Fat-soluble vitamins A, E and K — Our bodies not only require these vitamins to function properly, but they also work together in an integrated way with essential minerals (such as magnesium and zinc) to impact metabolic factors (such as carbon dioxide and thyroid hormone).
Water-soluble vitamins B and C — I’m not sure if you knew this, but B-complex vitamins and vitamin C are not stored in your body. This means that you need to replenish them every day. Avocados are one of the better vitamin C foods and sources of B vitamins, which reminds me of my mantra: “An avocado a day keeps the medical doctor away!”
Important trace minerals (like magnesium, potassium, iron and copper) — One interesting fact many people are unaware of is that you would need to eat two bananas to meet the potassium content in just one whole avocado, which makes avocados an excellent source to prevent low potassium.
Loads of fiber – Avocados contain more soluble fiber than most foods and help stabilize blood sugar levels, facilitate proper bowel regularity and maintain proper weight control.
Protein — Avocados are on the list of top protein foods. Having the highest protein and lowest sugar content of any fruit, avocados offer a unique balance to building lean muscle mass and burning fat.
Antioxidant phytochemicals (such as beta-sitosterol, glutathione and lutein) — To help protect against various diseases like macular degeneration and cataracts, it’s a good idea to eat a diet rich in phytochemicals like avocados. Antioxidant phytochemicals prevent oxidative damage (also called free radicals) that have the power to change DNA and result in cell mutations.
Folate — Because of its high supply of the crucial nutrient folate, avocado benefits include preventing certain birth defects like spinal bifida and neural tube defects.
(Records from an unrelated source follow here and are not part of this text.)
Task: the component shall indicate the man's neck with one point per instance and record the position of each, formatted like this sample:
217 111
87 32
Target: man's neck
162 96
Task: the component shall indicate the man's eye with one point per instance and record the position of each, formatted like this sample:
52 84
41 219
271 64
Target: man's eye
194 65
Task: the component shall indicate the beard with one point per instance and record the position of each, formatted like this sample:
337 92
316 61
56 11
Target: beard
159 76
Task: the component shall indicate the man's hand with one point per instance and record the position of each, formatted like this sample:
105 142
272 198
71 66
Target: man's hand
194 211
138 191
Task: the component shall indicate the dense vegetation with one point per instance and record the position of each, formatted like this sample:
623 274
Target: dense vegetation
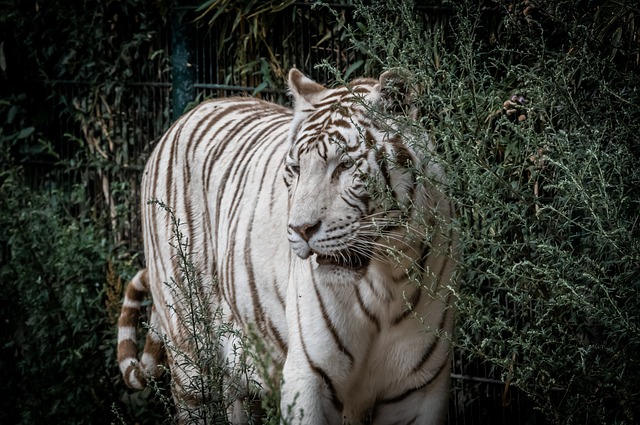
533 107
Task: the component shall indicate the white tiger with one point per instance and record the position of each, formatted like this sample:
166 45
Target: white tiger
325 241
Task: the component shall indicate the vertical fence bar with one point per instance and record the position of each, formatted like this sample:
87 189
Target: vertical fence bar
183 73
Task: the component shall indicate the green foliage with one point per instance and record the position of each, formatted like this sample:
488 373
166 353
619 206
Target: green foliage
214 381
59 295
538 126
Research has even suggested that folate-rich foods can help prevent strokes!
Phytonutrients (polyphenols and flavonoids) — Anti-inflammatory compounds like phytonutrients are key to reducing the risk of inflammatory and degenerative disorders that can affect every part of the body — including joints, the heart, brain, internal organ systems, skin and connective tissue.
How to choose an avocado?
If you are planing to serve or eat an avocado in a few days you should always chose ones that are still firm when you gentle press them and their skin is a bright green color. These ones are firm, unripe, fresh avocados that should be perfect to eat in 4-5 days. You should store them at room temperature or, if you lust at it, place in a brown paper bag with bananas or apples to speed up its ripening process.
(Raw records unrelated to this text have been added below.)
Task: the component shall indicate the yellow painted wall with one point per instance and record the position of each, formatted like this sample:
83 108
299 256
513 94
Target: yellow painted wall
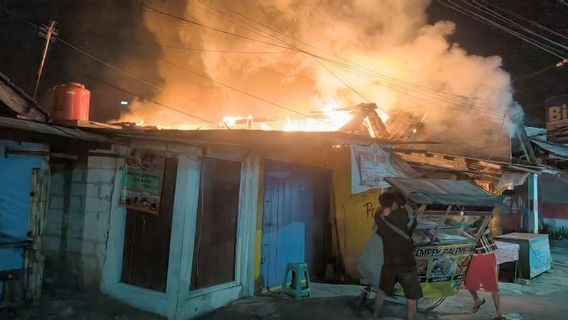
354 213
Perfect for a snack or salad are fresh avocados that are almost ripe, have a softer feel, but they will not yield when you press their skin. They can vary in color, and will be perfect to mash for guacamole dip in 1-2 days if you store it at room temperature.
Ready-to-eat avocados have a darker color, they yield to firm gentle pressure and they feel lightly soft. This is a ripe fruit, perfect for that day, that you can store in the refrigerator if you plan to eat it in a day or two to prevent the fruit from becoming overripe or spoiled.
My favorite receipe when it comes to this fruit is the simple guacamole dip.
You only need six ingredients: avocado, lemon juice,one clove of garlic, cherry tomatoes, one small onion and salt.
Start by chosing a ripe avocado, scoop it into your bowl with a spoon and mash it with a regular fork, add a pinch of salt, half of lemon juice, then add some cherry tomatoes and onion, one crushed clove of garlic and ta-da! a super delicious and fast dip for you.
What are your favorite avocado recipes?